“Loving something
isn't about coveting it:
it is about
appreciating it.
The best
way we can show this love is by trying to nurture growth,
not inhibit
it.”
~ unknown
But
something amazing happens when you free your mind
from the idea that one person [or thing] can define your
happiness.
Psychologically,
something changes in you when you release the need to make everything
right.
You become your
playful, relaxed self again.
~ James Bauer
[bracketed italics mine]
Over drinks with
friends the other night, I finally blurted out “I hate this month!”
Listening to my own words and the stories of my friends I couldn't
help but comment, “I wrote about this last year, The Month of “Meh”, and it's happening again.”
Last year I wrote
about it at the end of the month, as a reflection of the weeks past.
This year, only 10 days in, I want to denounce the month of “meh”.
We've had a long,
harsh, cold winter. You can see that reflected in many things. But
now, the sun is shining! The flowers are blooming! Temperatures have
risen, and layers of clothing have come off! If there was any time of
the year when it should be easier to be happy and connected, it is
now!
I have found myself
before in similar places to where I am now – feeling somewhat lost;
or frustrated with little or no progress on goals and projects; or
discouraged by one or more of the relationships in my life... And
typically I end up retreating into myself.
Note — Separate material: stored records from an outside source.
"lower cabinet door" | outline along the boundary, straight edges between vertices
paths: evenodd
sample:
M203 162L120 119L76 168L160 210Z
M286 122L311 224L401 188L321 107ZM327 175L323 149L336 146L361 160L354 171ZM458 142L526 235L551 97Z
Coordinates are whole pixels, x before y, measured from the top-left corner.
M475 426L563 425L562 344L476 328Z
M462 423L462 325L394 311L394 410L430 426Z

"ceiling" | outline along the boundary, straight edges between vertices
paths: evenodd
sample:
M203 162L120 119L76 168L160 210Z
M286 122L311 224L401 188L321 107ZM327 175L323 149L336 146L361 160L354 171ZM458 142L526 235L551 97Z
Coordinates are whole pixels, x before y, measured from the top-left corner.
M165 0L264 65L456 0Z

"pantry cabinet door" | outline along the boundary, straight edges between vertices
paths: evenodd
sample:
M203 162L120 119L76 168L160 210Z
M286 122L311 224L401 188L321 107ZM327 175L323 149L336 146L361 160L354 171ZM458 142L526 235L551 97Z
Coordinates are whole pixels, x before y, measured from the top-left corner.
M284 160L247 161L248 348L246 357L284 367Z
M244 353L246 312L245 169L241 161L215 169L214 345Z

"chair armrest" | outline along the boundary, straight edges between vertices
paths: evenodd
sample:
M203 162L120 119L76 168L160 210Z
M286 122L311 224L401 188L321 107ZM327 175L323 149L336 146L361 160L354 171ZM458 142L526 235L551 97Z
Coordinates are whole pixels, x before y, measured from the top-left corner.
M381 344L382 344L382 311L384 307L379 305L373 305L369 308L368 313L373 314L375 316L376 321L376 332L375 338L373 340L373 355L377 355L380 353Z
I avoid social outings and
distract myself with a glass [coughbottlecough] of wine, ice cream
and a good movie. Or a bad one, depending on my mood.
But this time,
something feels different. Maybe it's that a few weeks ago I had the
opportunity to sit down and really figure out what I wanted for my
life right now. Maybe it's that I've done some growing and changing
and learning in important ways over the past year or so and I
understand better what I'm experiencing and how to move through it.
Maybe it's all those things and more, maybe it's something completely
different. All I know is that instead of seeing this situation as a
reason to retreat and feel sorry for myself...
I want to view it as
an opportunity to re-connect!
To appreciate
myself, nurturing and allowing love to grow. To appreciate the
relationships that mean the most to me, nurturing and allowing love
to grow where it may.
To engage in the
activities and relationships that – together – make me happy. To
release the need to make things “right” (whatever that looks like
anyway...) And to find my playful relaxed self again!
I'm denouncing the
month of “meh”, and choosing to step up so that by the end of the
month I can (hopefully) say “I loved this month!”